Basquiat the character is presented at all times as an all-time genius, ofc, but to make sure we really love him he’s also an adorable 90s indie-movie waif-pixie. We see him talk gibberish as a cover for ruining his girlfriend’s artwork, and made-up Gina is given an entirely false cheesy response to it – angry, then.... touched by his poetic soul, and then... a little smile! because everyone has to find Basquiat irresistibly charming and forgivable no matter what, based on nothing. Great artists can be insufferable pricks and so can trivial ones surrounded by drugs and sycophants, but the second case doesn’t have people lining up to watch a film about it and the first case means you have to hold two thoughts in your mind at the same time. This version tells us he was a great artist and an angel, so that’s a relief. Either way, the fictional adulation the characters give him has less to do with the feeding frenzy around the real man and more to do with the director's self-image using a black avatar. Schnabel is not known for being not-vain.

To pitch us the “Basquiat was a genius” part similarly calls for a bit of subtly herding us in the right direction – subtle, as in, all the characters immediately fall over themselves like they were touched by God when they see his lame scribbles and kiddie-level doodles, and you just have to roll with it, because so they did at the time. And you’re not going to get any pushback about that from Julian. Maybe that’s how starved they were for anything other than conceptualist bollocks back then, who knows.
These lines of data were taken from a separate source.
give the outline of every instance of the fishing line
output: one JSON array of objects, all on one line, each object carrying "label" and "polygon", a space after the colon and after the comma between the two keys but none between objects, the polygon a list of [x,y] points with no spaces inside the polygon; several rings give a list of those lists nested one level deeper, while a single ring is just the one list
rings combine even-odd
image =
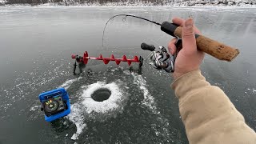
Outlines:
[{"label": "fishing line", "polygon": [[110,20],[113,20],[114,18],[115,17],[120,17],[120,16],[124,16],[125,18],[122,18],[122,21],[125,22],[126,20],[126,17],[132,17],[132,18],[138,18],[138,19],[142,19],[142,20],[145,20],[145,21],[147,21],[147,22],[152,22],[152,23],[154,23],[156,25],[158,25],[158,26],[161,26],[160,23],[157,22],[154,22],[154,21],[151,21],[151,20],[149,20],[149,19],[146,19],[146,18],[142,18],[142,17],[138,17],[138,16],[135,16],[135,15],[131,15],[131,14],[118,14],[118,15],[114,15],[113,17],[111,17],[106,23],[105,26],[104,26],[104,30],[103,30],[103,34],[102,34],[102,47],[104,48],[104,35],[105,35],[105,30],[106,30],[106,27],[107,26],[107,24],[109,23],[109,22]]}]

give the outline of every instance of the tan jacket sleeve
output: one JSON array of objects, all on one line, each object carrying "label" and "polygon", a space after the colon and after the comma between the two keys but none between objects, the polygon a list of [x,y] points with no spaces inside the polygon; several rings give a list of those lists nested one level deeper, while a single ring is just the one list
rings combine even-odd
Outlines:
[{"label": "tan jacket sleeve", "polygon": [[256,144],[256,134],[228,97],[210,86],[199,70],[178,78],[171,87],[190,144]]}]

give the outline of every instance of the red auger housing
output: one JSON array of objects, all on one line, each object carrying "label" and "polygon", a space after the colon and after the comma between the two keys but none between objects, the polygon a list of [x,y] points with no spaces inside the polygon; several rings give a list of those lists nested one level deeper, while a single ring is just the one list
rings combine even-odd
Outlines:
[{"label": "red auger housing", "polygon": [[103,58],[102,54],[100,54],[99,57],[89,57],[87,51],[86,51],[83,54],[83,57],[72,54],[71,58],[73,59],[76,59],[77,62],[83,62],[84,64],[87,64],[89,59],[94,59],[94,60],[100,60],[103,61],[103,62],[106,65],[109,63],[110,61],[114,61],[117,65],[119,65],[121,62],[127,62],[128,65],[130,66],[132,62],[138,62],[139,63],[139,66],[141,67],[143,65],[143,58],[142,56],[139,56],[139,58],[138,56],[134,56],[134,59],[127,59],[126,55],[122,56],[122,58],[115,58],[113,54],[111,54],[110,58]]}]

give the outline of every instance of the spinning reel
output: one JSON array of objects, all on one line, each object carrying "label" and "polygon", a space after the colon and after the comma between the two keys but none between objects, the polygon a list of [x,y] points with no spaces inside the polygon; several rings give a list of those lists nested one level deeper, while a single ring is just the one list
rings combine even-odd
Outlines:
[{"label": "spinning reel", "polygon": [[150,65],[157,70],[164,70],[167,73],[174,72],[174,63],[177,54],[182,47],[182,40],[178,39],[176,42],[177,52],[174,56],[170,56],[164,46],[159,46],[158,49],[154,45],[142,43],[141,48],[152,51],[146,58],[146,62],[150,59]]}]

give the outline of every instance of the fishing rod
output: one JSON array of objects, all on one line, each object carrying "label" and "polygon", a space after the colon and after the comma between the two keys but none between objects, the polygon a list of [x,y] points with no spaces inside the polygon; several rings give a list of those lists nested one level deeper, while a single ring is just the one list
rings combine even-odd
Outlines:
[{"label": "fishing rod", "polygon": [[[135,18],[142,20],[145,20],[146,22],[156,24],[158,26],[161,26],[161,30],[168,34],[169,35],[171,35],[173,37],[176,37],[179,39],[182,37],[182,28],[174,23],[171,23],[169,22],[163,22],[162,24],[154,22],[151,20],[149,20],[145,18],[131,15],[131,14],[118,14],[111,17],[106,23],[103,34],[102,34],[102,46],[103,46],[103,42],[104,42],[104,35],[105,35],[105,30],[106,28],[107,24],[111,19],[114,19],[115,17],[120,17],[124,16],[123,21],[126,20],[126,17],[131,17]],[[219,59],[219,60],[224,60],[231,62],[234,58],[237,57],[237,55],[239,54],[239,50],[233,48],[231,46],[226,46],[223,43],[221,43],[219,42],[217,42],[215,40],[210,39],[206,36],[203,36],[202,34],[195,34],[195,38],[196,38],[196,44],[198,50],[207,53],[208,54]]]}]

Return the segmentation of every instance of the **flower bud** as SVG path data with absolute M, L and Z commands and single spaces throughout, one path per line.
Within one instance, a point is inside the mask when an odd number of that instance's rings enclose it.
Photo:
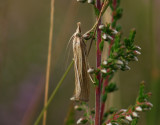
M 130 70 L 131 68 L 129 66 L 125 66 L 125 70 Z
M 85 40 L 89 40 L 90 38 L 91 38 L 91 36 L 90 36 L 90 34 L 88 33 L 86 33 L 86 34 L 84 34 L 83 36 L 82 36 Z
M 112 123 L 107 123 L 106 125 L 112 125 Z
M 138 49 L 138 50 L 141 50 L 141 47 L 139 47 L 139 46 L 135 46 L 135 48 Z
M 93 73 L 95 72 L 95 70 L 94 70 L 93 68 L 89 68 L 89 69 L 87 70 L 87 72 L 88 72 L 89 74 L 93 74 Z
M 118 31 L 115 30 L 115 29 L 113 29 L 113 30 L 112 30 L 112 34 L 113 34 L 113 35 L 116 35 L 116 34 L 118 34 Z
M 107 70 L 106 69 L 101 69 L 101 72 L 105 74 L 105 73 L 107 73 Z
M 136 55 L 141 55 L 141 52 L 139 52 L 139 51 L 137 51 L 137 50 L 135 50 L 134 53 L 135 53 Z
M 103 38 L 104 40 L 107 40 L 107 35 L 106 35 L 106 34 L 103 34 L 103 35 L 102 35 L 102 38 Z
M 130 115 L 126 115 L 125 118 L 128 120 L 128 121 L 132 121 L 132 117 Z
M 82 111 L 82 107 L 81 107 L 81 106 L 78 106 L 78 105 L 75 105 L 75 106 L 74 106 L 74 109 L 75 109 L 75 110 L 78 110 L 78 111 Z
M 104 61 L 102 62 L 102 64 L 106 66 L 106 65 L 108 64 L 108 62 L 107 62 L 106 60 L 104 60 Z
M 138 117 L 137 112 L 132 112 L 132 116 L 133 116 L 133 117 Z
M 110 40 L 113 40 L 113 38 L 111 36 L 109 36 L 109 35 L 107 36 L 107 38 L 110 39 Z
M 100 29 L 100 30 L 103 30 L 104 28 L 105 28 L 105 25 L 104 25 L 104 24 L 99 25 L 99 29 Z
M 142 108 L 141 108 L 140 106 L 137 106 L 137 107 L 135 108 L 135 110 L 138 111 L 138 112 L 141 112 L 141 111 L 142 111 Z
M 86 2 L 86 0 L 77 0 L 77 2 L 84 3 L 84 2 Z
M 120 112 L 126 112 L 127 111 L 127 109 L 121 109 L 120 110 Z
M 121 60 L 117 60 L 117 61 L 116 61 L 116 64 L 118 64 L 118 65 L 123 65 L 123 62 L 122 62 Z
M 80 119 L 78 119 L 77 124 L 85 124 L 87 121 L 88 120 L 85 118 L 80 118 Z
M 125 125 L 127 124 L 129 124 L 129 121 L 128 120 L 126 120 L 126 119 L 121 119 L 121 122 L 123 122 Z
M 88 0 L 88 3 L 94 4 L 94 0 Z
M 138 61 L 138 58 L 136 56 L 134 56 L 133 60 L 134 61 Z
M 153 104 L 150 103 L 150 102 L 146 102 L 146 105 L 149 106 L 149 107 L 153 107 Z

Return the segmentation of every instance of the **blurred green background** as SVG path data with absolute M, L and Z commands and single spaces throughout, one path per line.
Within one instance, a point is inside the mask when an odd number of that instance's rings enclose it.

Neo-expressionism was awesome enough but it belonged to the Germans and Italians and the best thing to come out of the lacklustre American wing, which was mainly Julian Schnabel and Jean-MICHEL Basquiat, is not so much this film as Schnabel’s subsequent career as an above-average director.  

With no particular attention paid to any of the relationships, even the ones that never existed, there’s no pay off in the last part and it squibs out. Schnabel hasn’t quite mastered the organisation of a film at this point, much like me with film reviews. That would come later for him (I make no such promise). This decade was littered with directors given one or two chances to prove themselves with their “very personal” low-budget calling-cards and they made films just like this, very often set in New York, and were then ushered back out on to the street where they belonged. Schnabel evidently had enough of a name to just keep making films until he got the hang of it, a happy outcome when you see The Diving Bell & The Butterfly or his van Gogh film with a title I find impossible to remember because I always want to call it Heaven’s Gate but I know it’s not called that. If only there was some way for me to look it up.